Die extremen Standpunkte der Transhumanisten stoßen auf Widerstand. Der Politikwissenschafter Francis Fukuyama bezeichnet den Transhumanismus als „die gefährlichste Idee der Welt“.

Wenn es keine grundlegenden Gemeinsamkeiten mehr zwischen den Menschen gebe, könne die Gesellschaft nicht mehr funktionieren.

Es ist Mittagszeit am Biohacker-Kongress. In der dämmrig beleuchteten Kongresshalle wird Flüssignahrung serviert. Ambronite heisst der Drink den Helfer nun in Plastikflaschen verteilen. Die grüne Färbung der Verpackung kann nicht über das wahre Aussehen der Trinkmahlzeit hinwegtäuschen. Sie hat die Farbe von Schlamm. So schmeckt sie auch.

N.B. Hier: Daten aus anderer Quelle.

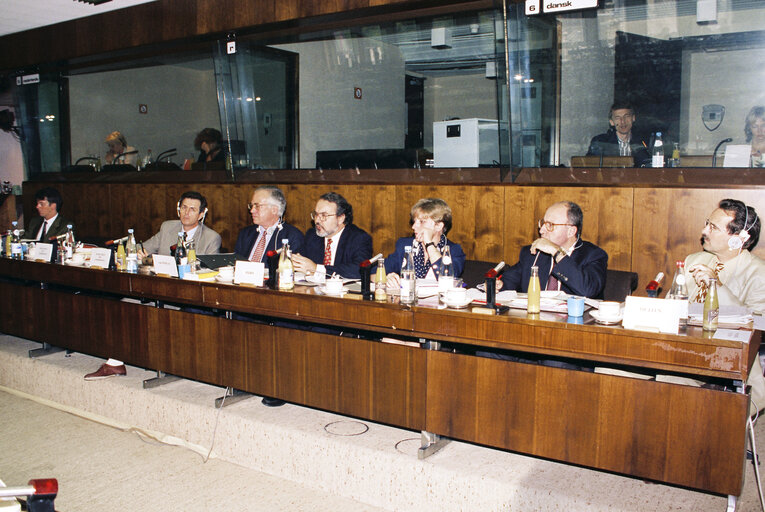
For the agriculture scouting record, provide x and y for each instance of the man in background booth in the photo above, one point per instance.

Ambronite ist die europäische Antwort auf Soylent, Trinknahrung aus dem Silicon Valley. Erfinder Rob Rhinehart preist seinen Drink als vollwertigen Nahrungsersatz an, der festes Essen komplett überflüssig macht. Seine Kunden sind Workaholics, die keine Zeit mit Kauen und vielen Gedanken ans Essen verschwenden wollen.

Der Genuss rückt in den Hintergrund und damit auch der Geschmackssinn. Tränke die Menschheit in Zukunft nur noch solche Flüssignahrung würden unsere Geschmacksnerven verkümmern. Das wäre ganz im Sinne der Transhumanisten. Wo keine natürlichen Sinnesorgane mehr sind, ist auch kein Sinnesreiz mehr nötig. Keine Berührung, kein Geruch, kein Geschmack. Noch ist es nicht so weit.